本論文主要針對H.264/AVC無失真壓縮技術以及HEVC快速演算法設計兩個主題作研究。傳統的H.264/AVC無失真壓縮系統主要是利用既有的框內預測程序(Intra Prediction)來進行差值編碼。但為達到無失真的目的，其失真編碼系統中常用的能量轉換(Transform)與量化(Quantization)程序都會被略過，因此造成壓縮效率大幅下降。為了提升H.264/AVC無失真編碼系統的壓縮效率，本論文首先改變傳統H.264/AVC無失真編碼系統的架構，提出了階層式無失真編碼系統，主張保留原始H.264/AVC失真編碼系統的架構，並將編碼過程中所產生的失真資料送到第二層編碼系統進行編碼，以確保無失真的結果以及增加壓縮效能。接著為了改善H.264/AVC無失真壓縮系統的框內預測效能，更提出了利用不同內插方法所產生的新的框內預測模式，提升了壓縮效能。最後，為了將整體系統最佳化，本論文嘗試導入哥倫布編碼(Golomb-Rice coding)來對失真資料進行編碼，以改善熵編碼的編碼效率，同時為了進一步提升壓縮效能，也針對階層式無失真編碼系統另外提出一個新的位元率預測模型，以利找到最佳的量化參數，達到最佳的壓縮效率。經過實驗結果的驗證，證實了本論文所提出的方法能確實改善無失真壓縮的壓縮效能。
在HEVC快速演算法設計方面，我們首先針對HEVC框內預測模式以及四分樹架構進行加速，由於在HEVC編碼系統中，新的框內預測模式高達35種，其中與角度方向相關的框內預測模式佔了33種。雖然新的框內預測模式可以有效提升整體的壓縮效率，但複雜度卻也是相對的提高。為了降低HEVC的框內預測編碼複雜度，我們首先將一個最大編碼單元(LCU)切割成數個2x2大小的區塊，利用哈達瑪轉換(Hadmard-Transform)來分析每個區塊所呈現的能量分佈是偏屬於哪個角度，透過統計分析每個角度的能量大小、出現頻率以及空間相似性後找出每個不同大小編碼單元的最適合角度，並以最適角度來當作框內預測的最終方向以及四元樹是否分割的依據。另外，在HEVC框外預測(Inter Prediciton)的部分則是提出了可適性運動搜尋範圍決策機制(Adaptive Motion Search Range Decision)，讓HEVC在框外預測的運動向量搜尋過程(Motion Estimation)中可以有選擇性的決定搜尋範圍，以降低HEVC的編碼複雜度。根據實驗結果也證實了本論文提出的方法能確實改善HEVC的壓縮速度。

In this dissertation, it includes two major researches. The first one is about the lossless coding technology of H.264/AVC, and the second one is to develop fast algorithms for high efficiency video coding (HEVC) standard. In lossless coding technology, we firstly propose a hierarchical lossless video coding architecture that based on H.264/AVC lossy coding system to improve the compression ratio. To improve the coding efficiency, we further proposed a new intra prediction process to replace the sample-by-sample DPCM method of intra prediction. Finally, we try to optimize the lossless coding architecture, we proposed a hierarchical lossless coding method where the input video will be firstly encoded by H.264/AVC coder with a QP selector in the base layer and the coded error is encoded by a QP-adaptive Rice coder in the enhancement layer. Simulation results show that the proposed hierarchical lossless coding architecture achieves better compression ratio than the traditional H.264/AVC based lossless coding systems.
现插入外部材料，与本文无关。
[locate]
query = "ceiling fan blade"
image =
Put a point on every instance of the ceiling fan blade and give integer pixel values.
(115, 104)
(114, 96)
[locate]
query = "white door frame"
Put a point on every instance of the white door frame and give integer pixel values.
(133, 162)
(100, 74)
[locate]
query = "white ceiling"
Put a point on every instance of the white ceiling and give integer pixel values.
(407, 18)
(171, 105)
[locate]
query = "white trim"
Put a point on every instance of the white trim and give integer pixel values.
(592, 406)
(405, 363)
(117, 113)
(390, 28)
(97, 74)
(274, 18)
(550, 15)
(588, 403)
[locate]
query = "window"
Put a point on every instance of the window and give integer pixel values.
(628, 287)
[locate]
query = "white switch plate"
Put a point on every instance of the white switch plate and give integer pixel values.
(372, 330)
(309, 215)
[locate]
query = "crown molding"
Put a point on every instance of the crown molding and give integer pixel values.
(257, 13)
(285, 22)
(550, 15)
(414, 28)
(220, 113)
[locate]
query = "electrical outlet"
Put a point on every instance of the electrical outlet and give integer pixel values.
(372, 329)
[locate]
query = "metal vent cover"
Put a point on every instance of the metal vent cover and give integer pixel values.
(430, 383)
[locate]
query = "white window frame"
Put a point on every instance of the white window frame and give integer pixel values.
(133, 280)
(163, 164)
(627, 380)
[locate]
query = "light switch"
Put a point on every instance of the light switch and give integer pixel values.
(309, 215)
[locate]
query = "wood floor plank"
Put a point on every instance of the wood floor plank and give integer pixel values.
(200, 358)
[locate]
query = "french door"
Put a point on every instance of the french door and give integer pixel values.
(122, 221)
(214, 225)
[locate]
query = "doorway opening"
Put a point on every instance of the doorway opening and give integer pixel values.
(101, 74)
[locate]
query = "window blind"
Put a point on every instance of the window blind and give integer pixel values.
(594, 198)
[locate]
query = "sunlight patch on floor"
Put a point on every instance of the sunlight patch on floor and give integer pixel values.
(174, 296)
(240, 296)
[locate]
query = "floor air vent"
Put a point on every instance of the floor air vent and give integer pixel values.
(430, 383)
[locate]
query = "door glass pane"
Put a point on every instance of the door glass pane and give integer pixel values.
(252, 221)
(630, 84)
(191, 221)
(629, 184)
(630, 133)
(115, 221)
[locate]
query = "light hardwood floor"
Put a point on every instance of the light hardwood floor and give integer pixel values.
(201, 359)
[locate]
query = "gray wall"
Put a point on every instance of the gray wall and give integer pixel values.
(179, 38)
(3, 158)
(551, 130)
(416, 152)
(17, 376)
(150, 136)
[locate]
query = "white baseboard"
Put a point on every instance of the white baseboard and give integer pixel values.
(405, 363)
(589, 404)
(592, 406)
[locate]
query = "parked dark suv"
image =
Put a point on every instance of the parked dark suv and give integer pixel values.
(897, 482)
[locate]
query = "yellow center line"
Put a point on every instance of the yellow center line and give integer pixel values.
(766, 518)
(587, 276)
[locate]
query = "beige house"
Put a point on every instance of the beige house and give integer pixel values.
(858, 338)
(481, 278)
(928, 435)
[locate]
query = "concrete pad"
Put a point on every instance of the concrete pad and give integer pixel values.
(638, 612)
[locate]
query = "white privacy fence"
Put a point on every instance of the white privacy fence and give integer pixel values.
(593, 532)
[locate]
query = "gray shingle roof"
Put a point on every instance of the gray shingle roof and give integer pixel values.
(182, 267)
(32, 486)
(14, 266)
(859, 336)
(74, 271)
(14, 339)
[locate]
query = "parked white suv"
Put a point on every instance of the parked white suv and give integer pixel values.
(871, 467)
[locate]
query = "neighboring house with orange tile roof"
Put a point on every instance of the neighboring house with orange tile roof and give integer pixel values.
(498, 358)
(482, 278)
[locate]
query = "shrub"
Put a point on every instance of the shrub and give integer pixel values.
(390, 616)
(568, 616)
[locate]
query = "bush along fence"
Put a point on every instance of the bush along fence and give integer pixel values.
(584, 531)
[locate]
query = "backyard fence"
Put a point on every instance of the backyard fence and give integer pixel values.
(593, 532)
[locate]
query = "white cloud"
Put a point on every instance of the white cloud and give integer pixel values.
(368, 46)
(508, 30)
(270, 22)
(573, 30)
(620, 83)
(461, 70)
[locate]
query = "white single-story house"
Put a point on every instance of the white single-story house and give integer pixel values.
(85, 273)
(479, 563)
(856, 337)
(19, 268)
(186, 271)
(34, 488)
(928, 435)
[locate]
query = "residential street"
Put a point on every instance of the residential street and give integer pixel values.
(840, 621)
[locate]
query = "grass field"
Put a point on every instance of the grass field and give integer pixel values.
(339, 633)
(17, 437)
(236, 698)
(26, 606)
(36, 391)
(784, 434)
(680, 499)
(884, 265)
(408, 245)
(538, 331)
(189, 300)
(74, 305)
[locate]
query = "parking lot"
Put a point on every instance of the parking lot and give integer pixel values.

To develop fast algorithm of HEVC, a fast intra mode decision algorithm with an early CU splitting termination strategy is proposed to reduce the computation complexity. In HEVC, the intra prediction needs to try 35 modes for different combinations of variable-size CUs such that the complexity becomes extremely high. To reduce the coding complexity, we firstly divide a LCU into non-overlapped 2x2 blocks and then use the Hadamard transform (HT) coefficients to analyze their vertical and horizontal magnitudes to predict the direction orientation and direction strength of 2x2 blocks. To decide the best intra mode, we estimate the fitness of each intra mode by considering appearance probability and direction strength. In the same time, we also employ the evaluation of weighted directional consistency to design an early termination decision algorithm. In addition, we also proposed an adaptive motion search range decision algorithm to reduce the coding complexity of the HEVC inter prediction procedure. The performance of motion estimation (ME) highly depended on the selection of motion vector predictor (MVP). With this point of view, we analyze the relationship of motion vector difference (MD) between MVP and motion vector (MV) to design an adaptive motion search range algorithm. Experimental results show that the proposed algorithms not only decrease the coding complexity but also keep the coding performance.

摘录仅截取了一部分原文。